At the time when "Energy-Star" labels went onto most Dell PCs in 1999,
the experts were discussing the total power consumption of office
equipment and network infrastructure. An estimate of 74 TeraWatt-hours
(TWh) per year is estimated up. The Internet barely makes a blip in the
total (copiers and laser-printers are just way better "consumers" than
modems), with telecommunications equipment taking about 5-10% of this
total or about 7Twh/y ... note that this is in 1999 and for the US
A few year later in 2002-2003, the reports were refined and give a
number of scenarios with interesting sounding names like "Zaibatsu",
"Cybertopia" and "Net Insecurity" which solidify a new conservative
estimate to around 3.5% of TOTAL power consumption.
Today usage is further up (as usage grows), so we can assume a
conservative level of 4% of total power consumption, factor in the 4TW
of US usage in 2006 and get a nice amount of 1401 TWh/year (including
all the office equipment again).
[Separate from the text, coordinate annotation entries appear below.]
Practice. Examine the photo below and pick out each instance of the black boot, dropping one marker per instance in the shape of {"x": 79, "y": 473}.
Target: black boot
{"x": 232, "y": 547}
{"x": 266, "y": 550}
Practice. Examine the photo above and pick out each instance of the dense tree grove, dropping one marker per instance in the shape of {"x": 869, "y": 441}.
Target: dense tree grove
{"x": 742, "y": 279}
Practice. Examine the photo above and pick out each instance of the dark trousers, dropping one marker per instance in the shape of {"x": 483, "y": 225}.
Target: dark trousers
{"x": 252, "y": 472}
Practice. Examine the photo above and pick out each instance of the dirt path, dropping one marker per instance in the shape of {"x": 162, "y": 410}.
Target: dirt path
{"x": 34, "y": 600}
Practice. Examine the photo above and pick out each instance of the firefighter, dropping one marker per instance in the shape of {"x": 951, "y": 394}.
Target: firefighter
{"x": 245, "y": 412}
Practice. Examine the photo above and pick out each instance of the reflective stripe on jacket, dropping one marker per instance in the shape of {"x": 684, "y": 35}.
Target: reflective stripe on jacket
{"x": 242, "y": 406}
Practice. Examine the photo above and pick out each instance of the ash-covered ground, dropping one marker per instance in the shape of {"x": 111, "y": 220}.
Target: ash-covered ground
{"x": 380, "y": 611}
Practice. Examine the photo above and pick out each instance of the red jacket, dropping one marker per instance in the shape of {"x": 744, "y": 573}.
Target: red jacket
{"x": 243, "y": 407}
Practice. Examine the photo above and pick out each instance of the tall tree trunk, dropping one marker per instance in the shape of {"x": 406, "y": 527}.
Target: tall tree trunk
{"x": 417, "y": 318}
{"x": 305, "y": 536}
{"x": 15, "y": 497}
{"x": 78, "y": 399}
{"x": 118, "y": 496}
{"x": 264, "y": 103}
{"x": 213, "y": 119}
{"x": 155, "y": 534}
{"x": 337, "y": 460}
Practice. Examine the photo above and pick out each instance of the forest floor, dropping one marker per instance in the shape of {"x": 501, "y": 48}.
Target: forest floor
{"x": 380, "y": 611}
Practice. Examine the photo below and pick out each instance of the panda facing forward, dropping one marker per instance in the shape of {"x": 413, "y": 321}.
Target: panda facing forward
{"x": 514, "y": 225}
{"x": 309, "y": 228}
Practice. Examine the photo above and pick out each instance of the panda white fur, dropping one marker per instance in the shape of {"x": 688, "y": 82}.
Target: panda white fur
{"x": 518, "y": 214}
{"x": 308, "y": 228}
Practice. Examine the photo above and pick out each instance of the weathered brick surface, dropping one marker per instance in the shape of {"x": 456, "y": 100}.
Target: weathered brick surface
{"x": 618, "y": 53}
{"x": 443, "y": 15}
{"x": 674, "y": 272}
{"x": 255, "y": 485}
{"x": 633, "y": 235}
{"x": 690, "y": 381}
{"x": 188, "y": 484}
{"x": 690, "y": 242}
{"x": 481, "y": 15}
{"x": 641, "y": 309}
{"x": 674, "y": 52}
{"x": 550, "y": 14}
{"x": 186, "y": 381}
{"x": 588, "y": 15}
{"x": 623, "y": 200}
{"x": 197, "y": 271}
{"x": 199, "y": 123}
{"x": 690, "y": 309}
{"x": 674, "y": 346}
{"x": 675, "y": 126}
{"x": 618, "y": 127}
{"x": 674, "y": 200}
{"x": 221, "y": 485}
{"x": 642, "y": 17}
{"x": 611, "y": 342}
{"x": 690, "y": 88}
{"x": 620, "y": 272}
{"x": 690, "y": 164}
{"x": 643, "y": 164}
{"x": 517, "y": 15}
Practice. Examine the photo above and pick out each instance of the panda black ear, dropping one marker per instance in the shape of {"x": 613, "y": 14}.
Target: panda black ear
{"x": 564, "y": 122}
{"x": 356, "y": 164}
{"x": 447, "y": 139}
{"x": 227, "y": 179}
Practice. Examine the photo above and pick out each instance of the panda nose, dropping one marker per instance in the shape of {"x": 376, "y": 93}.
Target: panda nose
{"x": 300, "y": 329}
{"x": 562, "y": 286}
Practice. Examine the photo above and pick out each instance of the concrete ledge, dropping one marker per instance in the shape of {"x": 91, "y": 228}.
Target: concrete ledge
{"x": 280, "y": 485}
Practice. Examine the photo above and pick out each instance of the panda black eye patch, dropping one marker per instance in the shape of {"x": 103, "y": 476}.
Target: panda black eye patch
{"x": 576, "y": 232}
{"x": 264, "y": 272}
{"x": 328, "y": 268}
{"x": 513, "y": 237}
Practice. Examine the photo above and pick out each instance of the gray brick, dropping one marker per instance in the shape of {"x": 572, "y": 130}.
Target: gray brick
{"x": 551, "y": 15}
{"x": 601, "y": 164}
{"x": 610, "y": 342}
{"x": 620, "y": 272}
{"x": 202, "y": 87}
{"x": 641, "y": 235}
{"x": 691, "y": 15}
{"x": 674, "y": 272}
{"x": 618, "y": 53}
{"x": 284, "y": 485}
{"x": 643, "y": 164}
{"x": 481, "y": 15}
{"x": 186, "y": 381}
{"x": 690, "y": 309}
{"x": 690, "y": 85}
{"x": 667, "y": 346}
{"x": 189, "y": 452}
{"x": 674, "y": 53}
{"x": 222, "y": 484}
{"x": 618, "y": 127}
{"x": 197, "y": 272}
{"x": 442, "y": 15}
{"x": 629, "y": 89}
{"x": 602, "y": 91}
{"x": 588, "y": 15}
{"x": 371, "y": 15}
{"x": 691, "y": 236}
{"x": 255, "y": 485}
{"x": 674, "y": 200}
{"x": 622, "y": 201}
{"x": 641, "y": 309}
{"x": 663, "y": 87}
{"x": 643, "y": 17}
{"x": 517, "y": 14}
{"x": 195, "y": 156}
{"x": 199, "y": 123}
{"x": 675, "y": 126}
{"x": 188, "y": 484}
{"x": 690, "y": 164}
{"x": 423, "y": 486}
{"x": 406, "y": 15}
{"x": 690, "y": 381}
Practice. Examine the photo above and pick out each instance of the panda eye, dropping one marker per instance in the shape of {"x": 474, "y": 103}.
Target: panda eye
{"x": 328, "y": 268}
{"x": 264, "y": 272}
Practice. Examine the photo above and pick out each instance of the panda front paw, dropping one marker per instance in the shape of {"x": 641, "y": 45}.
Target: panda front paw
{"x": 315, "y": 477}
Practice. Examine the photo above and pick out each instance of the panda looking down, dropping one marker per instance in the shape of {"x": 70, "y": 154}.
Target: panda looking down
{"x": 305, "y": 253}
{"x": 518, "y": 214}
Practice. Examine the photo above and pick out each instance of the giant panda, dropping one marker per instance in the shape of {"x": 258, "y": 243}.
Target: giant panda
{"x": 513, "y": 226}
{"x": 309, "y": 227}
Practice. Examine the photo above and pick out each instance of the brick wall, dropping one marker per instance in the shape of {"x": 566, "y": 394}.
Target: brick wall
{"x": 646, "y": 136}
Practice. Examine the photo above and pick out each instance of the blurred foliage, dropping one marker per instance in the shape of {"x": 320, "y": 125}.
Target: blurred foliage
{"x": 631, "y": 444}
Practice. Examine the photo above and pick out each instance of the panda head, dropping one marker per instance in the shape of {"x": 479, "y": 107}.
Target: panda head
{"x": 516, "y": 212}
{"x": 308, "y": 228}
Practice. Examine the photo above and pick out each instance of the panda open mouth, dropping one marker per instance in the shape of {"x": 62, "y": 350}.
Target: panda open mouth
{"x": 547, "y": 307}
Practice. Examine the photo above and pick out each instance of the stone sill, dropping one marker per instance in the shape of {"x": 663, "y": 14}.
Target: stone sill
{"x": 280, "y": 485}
Thus our 5% Internet portion, is now
at a whopping 70 TWh/year - perfectly in line with the 10-fold grows in
hostnames from 1999 to today as reported by Netcraft.
Will the trend continue. Sure it will! With more always-on-devices and
entertainment platforms like the PS3 that would be considered a
supercomputer just 10 years ago, we will definitely continue to use
more power for our IT needs. Even though companies such as Apple like
to put a positive spin on it --
https://www.apple.com/environment/energyefficiency/ -- the fact is, that
current hardware (CPUs, video cards and even networking equipment) will
use more power. And new operating systems like Microsoft's Vista, which
will require a 3D accelerator card (the second larges power consumer in
a PC) - a software move that will push for more transistors running at
higher speeds on Millions of desks. Thermal design is really the
primary limiting factor in microchip design today and current
processors burn up as much as 100W of power when in use.
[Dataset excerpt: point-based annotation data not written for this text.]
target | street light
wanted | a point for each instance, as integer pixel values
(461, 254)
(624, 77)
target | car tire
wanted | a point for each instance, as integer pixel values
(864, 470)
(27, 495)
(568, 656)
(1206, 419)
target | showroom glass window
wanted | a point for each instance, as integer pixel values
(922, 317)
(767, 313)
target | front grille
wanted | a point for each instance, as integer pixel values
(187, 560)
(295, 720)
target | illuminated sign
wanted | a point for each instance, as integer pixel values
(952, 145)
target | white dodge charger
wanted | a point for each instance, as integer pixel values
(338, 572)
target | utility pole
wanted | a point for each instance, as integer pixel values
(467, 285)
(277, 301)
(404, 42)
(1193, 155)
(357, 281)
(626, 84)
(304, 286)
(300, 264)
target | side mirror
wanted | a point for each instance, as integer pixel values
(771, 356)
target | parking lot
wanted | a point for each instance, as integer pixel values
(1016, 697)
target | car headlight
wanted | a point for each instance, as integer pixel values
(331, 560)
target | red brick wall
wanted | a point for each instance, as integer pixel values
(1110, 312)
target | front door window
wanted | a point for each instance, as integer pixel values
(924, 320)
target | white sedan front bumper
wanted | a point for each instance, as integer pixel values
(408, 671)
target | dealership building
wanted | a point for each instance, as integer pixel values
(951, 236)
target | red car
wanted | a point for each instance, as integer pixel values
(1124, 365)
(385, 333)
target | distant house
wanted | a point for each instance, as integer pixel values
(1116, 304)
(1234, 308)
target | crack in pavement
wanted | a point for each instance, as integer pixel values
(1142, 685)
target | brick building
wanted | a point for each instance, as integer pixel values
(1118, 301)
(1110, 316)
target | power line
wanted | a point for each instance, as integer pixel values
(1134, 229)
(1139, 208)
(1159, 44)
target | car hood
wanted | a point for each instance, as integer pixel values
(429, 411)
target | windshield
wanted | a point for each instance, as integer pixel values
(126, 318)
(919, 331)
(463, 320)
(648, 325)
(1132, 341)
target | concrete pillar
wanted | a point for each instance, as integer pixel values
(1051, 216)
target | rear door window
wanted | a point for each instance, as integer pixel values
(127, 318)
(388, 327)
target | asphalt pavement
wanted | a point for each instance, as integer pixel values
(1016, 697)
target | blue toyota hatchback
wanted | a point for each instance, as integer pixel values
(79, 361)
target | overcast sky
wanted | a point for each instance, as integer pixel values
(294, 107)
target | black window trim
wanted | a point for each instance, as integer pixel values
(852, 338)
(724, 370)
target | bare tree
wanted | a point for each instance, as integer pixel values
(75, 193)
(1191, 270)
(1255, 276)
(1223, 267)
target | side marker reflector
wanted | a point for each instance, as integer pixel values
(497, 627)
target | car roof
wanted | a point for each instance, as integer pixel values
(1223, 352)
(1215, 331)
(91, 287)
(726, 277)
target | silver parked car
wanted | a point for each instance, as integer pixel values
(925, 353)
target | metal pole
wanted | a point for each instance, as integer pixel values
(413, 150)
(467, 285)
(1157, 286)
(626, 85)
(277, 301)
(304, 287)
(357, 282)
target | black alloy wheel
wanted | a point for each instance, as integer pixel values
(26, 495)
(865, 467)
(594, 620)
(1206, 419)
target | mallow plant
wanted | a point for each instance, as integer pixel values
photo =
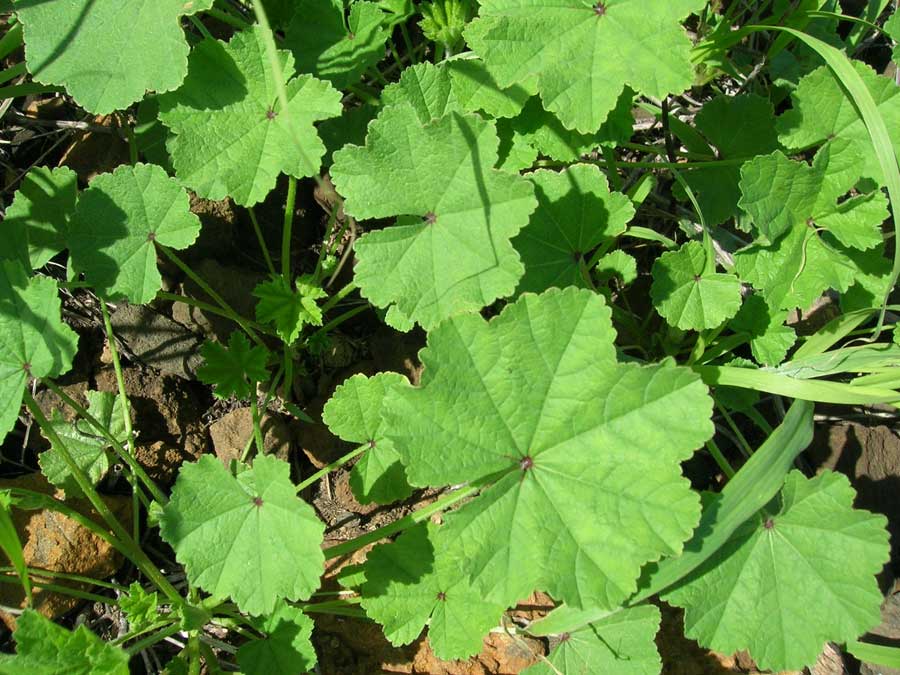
(606, 216)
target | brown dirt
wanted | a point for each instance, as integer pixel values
(54, 542)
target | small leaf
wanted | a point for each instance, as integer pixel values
(287, 648)
(576, 213)
(45, 648)
(411, 580)
(96, 52)
(689, 297)
(325, 46)
(467, 216)
(34, 342)
(118, 221)
(140, 607)
(249, 538)
(233, 371)
(622, 643)
(36, 226)
(815, 550)
(584, 57)
(354, 414)
(231, 136)
(288, 309)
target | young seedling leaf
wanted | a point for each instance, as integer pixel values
(231, 136)
(34, 342)
(324, 45)
(140, 607)
(584, 54)
(107, 55)
(412, 580)
(546, 134)
(770, 339)
(289, 309)
(36, 226)
(814, 551)
(46, 648)
(477, 91)
(583, 453)
(233, 370)
(805, 257)
(118, 222)
(737, 127)
(576, 212)
(85, 443)
(450, 250)
(427, 88)
(689, 294)
(354, 414)
(622, 643)
(286, 648)
(823, 114)
(249, 538)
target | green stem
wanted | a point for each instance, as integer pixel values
(151, 640)
(717, 455)
(257, 430)
(262, 241)
(212, 309)
(12, 72)
(409, 521)
(27, 89)
(119, 449)
(334, 323)
(126, 409)
(125, 543)
(65, 576)
(206, 288)
(337, 297)
(331, 467)
(228, 18)
(286, 230)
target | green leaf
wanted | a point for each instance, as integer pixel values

But hey, I forgot one more thing: The production costs for all the
equipment that runs the show! Its a bit like the hybrid-car-connundrum:
Forget hybrids, but give me a car that lasts 5 more years - that's
green. Because on a whole, the longer lasting car will probably save
more energy than driving one of the latest battery-powered gizmos would
- because a lot of energy is spend on making the car in the first
place. The same applies to the tech equipment: Five new computers over
a period of 10 years (28GJ) is about two-thirds of a car (47GJ) in
terms of energy consumption for production.
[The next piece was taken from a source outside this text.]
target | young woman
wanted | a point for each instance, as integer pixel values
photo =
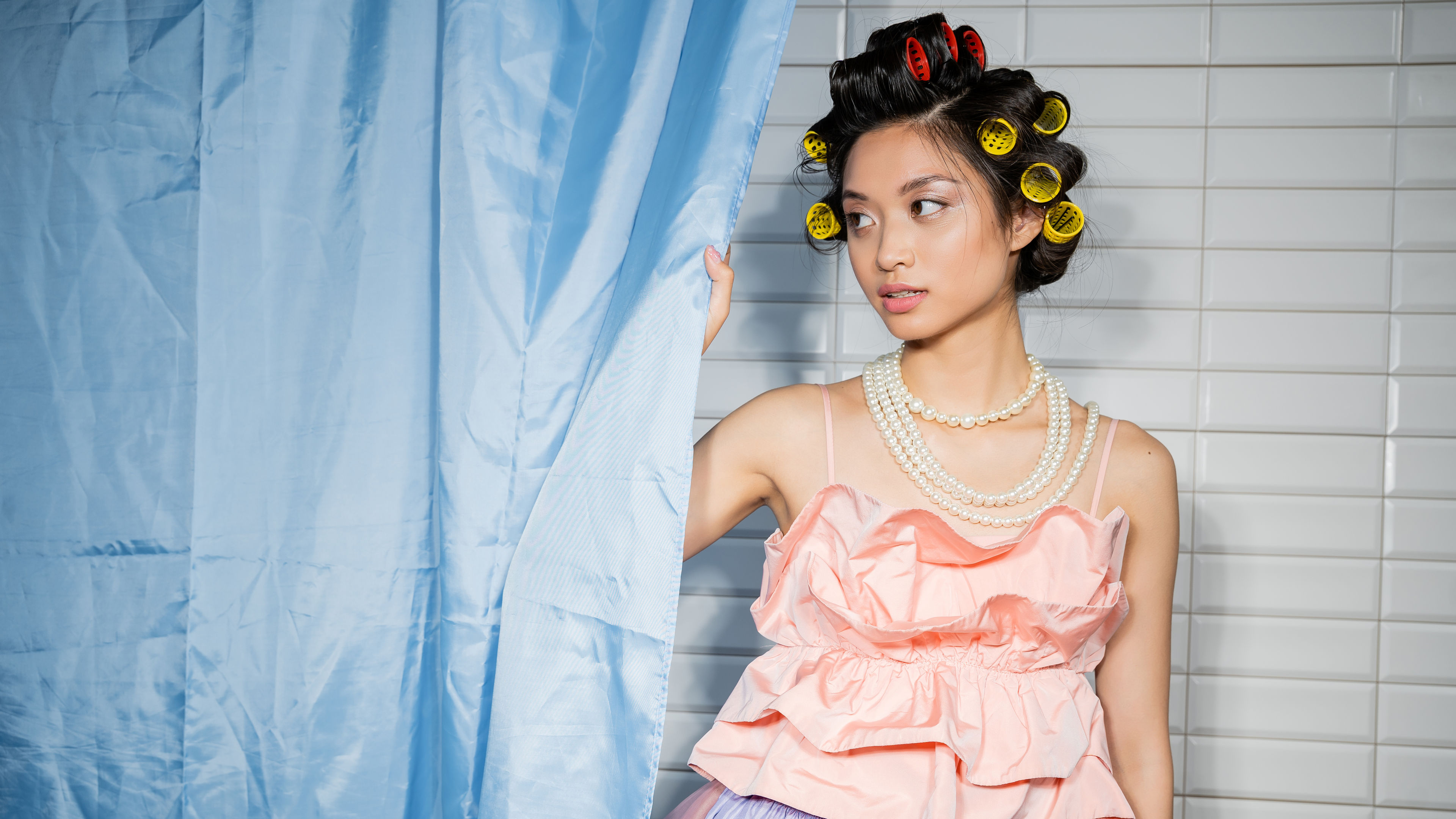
(960, 543)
So this leaves my environmental conscience - as tech worker, full-time programmer, dare I say internet-addict - with quite a bad feeling about the whole thing and one can only hope that technological advances will turn the trend around in the near future. As an individual, I think one can try to do more with less, keep the old stuff and live with simpler cooler-running technology as long as possible. But in the end it leaves me still a searching for practical answers ...
NYT Article - Hiding in Plain Sight, Google Seeks More Power ... its more like 450K Servers for Google soon. Heck, they build besides a river like a power plant. Also, Microsoft seems to be aiming to be the king of the hill with 800K server by 2011!